Daniel steps into the second small bedroom and carefully pulls the sheet from a rocking chair. He coughs and waves away the rising dust. Evie would like the red-checkered seat cushion, even if the rocking chair might be too big for her. Maybe, if Norbert Brewster doesn’t want it anymore, Dad will come back with his truck after the snow melts and take the chair home for Evie. It might make her forget about Olivia rotting away in the back pasture and Aunt Eve being dead and Julianne Robison still missing. Before draping the sheet back over the chair, Daniel looks at the ceiling and hopes it won’t cave in on Evie’s chair before they can come back for it. Black mold seeps out from each corner and a single crack runs the length of the room. He backs away from the rocker, watching the snowfall through a dirty window.
Once outside the room, Daniel looks down the hallway to the last door. All of them are fine, and after Jonathon gets through with them, the hinges will be fine, too. Taking a few steps toward the staircase, Daniel calls down to Jonathon.
“Got five good ones up here,” he shouts. “Hardware looks good, too.”
“Did you say five?” Jonathon calls up. “Five? All in good shape?”
Daniel looks at the last door. “Yeah, five.” He coughs.
“All have good hinges?” Jonathon calls back as he appears at the bottom of the stairs.
Daniel motions for Jonathon to come up and see for himself.
Celia takes two mugs from the cabinet overhead and fills them both with coffee. Reesa, sitting at the head of the kitchen table, stitches the belt back onto the body of a lavender and green plaid apron. The fabric is faded and frayed at the seams.
“I’ve never seen that one before,” Celia says, setting one of the mugs in front of Reesa.

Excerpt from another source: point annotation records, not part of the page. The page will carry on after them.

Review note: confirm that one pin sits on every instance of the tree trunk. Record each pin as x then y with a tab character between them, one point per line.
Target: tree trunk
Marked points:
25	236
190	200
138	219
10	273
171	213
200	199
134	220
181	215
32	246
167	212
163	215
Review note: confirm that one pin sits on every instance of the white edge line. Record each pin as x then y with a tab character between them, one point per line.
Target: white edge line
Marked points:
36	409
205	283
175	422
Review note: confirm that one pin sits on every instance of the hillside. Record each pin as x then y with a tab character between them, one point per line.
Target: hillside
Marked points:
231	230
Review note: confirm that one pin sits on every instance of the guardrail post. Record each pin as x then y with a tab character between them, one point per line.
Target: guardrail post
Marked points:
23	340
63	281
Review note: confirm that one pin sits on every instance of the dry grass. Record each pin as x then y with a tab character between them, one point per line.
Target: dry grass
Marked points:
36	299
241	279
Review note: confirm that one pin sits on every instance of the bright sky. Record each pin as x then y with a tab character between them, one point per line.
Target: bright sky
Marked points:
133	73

“Haven’t worn it.” Reesa drapes the apron across her lap, demonstrating how little of her it protects. “Covered more of me when I was younger.” She smiles, which makes Celia smile and realize that Reesa, after all these months, is making a joke. “Made from a feed sack,” she says, holding the apron up again.
“From a feed sack?” Celia asks. “But it’s such lovely fabric.”

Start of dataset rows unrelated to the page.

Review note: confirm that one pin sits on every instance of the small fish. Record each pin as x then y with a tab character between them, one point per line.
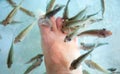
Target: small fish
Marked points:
112	69
70	36
85	72
80	15
50	6
23	33
39	56
94	65
53	12
10	57
13	22
103	7
33	66
102	33
65	13
12	3
21	8
56	6
10	16
76	63
88	46
91	15
0	37
30	13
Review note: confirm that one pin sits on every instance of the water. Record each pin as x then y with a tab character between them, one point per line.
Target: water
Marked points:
107	56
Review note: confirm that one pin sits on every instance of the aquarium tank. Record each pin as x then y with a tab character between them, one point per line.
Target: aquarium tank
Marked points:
20	37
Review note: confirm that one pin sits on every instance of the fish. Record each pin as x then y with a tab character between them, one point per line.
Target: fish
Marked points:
76	63
23	33
13	22
91	15
50	5
33	66
0	37
71	35
85	72
10	57
30	13
85	21
39	56
94	65
101	33
103	7
88	46
10	16
112	69
79	15
65	13
53	12
56	6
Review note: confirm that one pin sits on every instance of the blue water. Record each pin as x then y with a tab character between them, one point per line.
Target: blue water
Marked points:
107	56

“Mother always picked the nicest ones for aprons. Different sack, different fabric.”
“Do you have others?” Celia asks, looking at the bag sitting near Reesa’s feet.
“Mmmm,” Reesa says, meaning yes, and she lifts the bag into her lap. “Here’s another.” She holds up a blue calico bib apron with a solid blue ruffle sewn at the waistline. “Mother always liked ruffles. Here,” Reesa says, handing the apron across the table to Celia. “This’ll fit you still.”
Celia frowns at the comment, thinking Reesa means that someday Celia will outgrow it, too.
“I couldn’t, Reesa,” Celia says. “Those are antiques. They’re too special.”
“Mmmm,” Reesa says, again meaning yes.
While Reesa inspects the blue calico apron for torn seams, Celia takes a deep breath, and says, “Will you tell me about Eve?”
Reesa continues to run her fingers over the worn cotton, pulling the thin belt through two fingers and tugging when she gets to the end. “What’s there to know?”
“Well, I’m not sure.”
Behind Celia, her bedroom door is closed. Having been up late fixing the back window and watching for Ray, Arthur is taking a nap.
“Arthur is getting more… well, more angry. Don’t you think? I’m worried about him. And about Ruth. It seems that… there is something else. Something I don’t know.”
“The child is gone. Dead and buried. Not much more matters, does it?”
“No, definitely not. But something is eating away at him. You see that. I know you do. He stayed away from here for so long.”
Celia waits, but Reesa doesn’t respond.
“He thinks he should have saved her, doesn’t he? His father thought that, too. He blamed Arthur. Blamed Arthur for Eve’s death.”
Reesa pulls a spool of blue thread from her sewing case, wets one end by dabbing it on her tongue and, lifting her hands to catch the light coming through the kitchen window, she pokes it through the eye of her needle.